When I worked at an urban public university, I got to see what it was like for the very poor who were trying to rise out of poverty. Trying to make it in college despite a substandard education, no access to reliable public transportation to get them to class every time it met, no adequate place to study (and staying at the library meant taking the bus after dark, thereby exposing themselves to danger), etc. Yet these were the lucky ones, because the ones in rural areas had no way to pay to live away at school, no transportation to get to school, etc. And the young people in the impossibly poor urban area on the other side of the state can add the fact that there is no way to get to the jobs that are available but impossible to get to without transportation.

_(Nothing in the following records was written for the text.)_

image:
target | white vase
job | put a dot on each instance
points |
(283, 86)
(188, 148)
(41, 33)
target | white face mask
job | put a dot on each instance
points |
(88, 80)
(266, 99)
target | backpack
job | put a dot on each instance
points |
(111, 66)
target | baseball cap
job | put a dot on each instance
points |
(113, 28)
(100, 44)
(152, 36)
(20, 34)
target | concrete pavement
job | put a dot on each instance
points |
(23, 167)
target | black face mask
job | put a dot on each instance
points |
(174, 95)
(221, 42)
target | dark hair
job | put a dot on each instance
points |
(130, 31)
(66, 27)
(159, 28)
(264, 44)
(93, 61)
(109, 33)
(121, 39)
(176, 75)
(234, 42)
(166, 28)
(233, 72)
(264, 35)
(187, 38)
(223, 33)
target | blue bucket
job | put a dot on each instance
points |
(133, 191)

While some of us have been able to move up in life, others who are possibly a lot like us are not able to do so 
 and it’s not necessarily for lack of trying.

Mentors, being in the right place at the right time, dumb luck 
 these can get folks where they want to go. Other folks are working hard & getting nowhere. Let’s at least acknowledge that it is not always about trying. If only it were that simple.

Getting out of poverty is something like winning the lottery. You can’t win if you don’t buy a ticket, but most people who buy a ticket won’t win. Similarly, you can’t get out of poverty without working hard, but many or most of the poor people who work hard cannot get out of poverty.

The folks in public health have long recognized and been discussing “social determinants of health.” The socio-economic class you are born and raised in do more to affect your health than many other factors.

I’m quite sure that if I and my kids and H didn’t have the resources we did, we would likely have had a much shorter and more miserable lifespan, especially since we have chronic health conditions.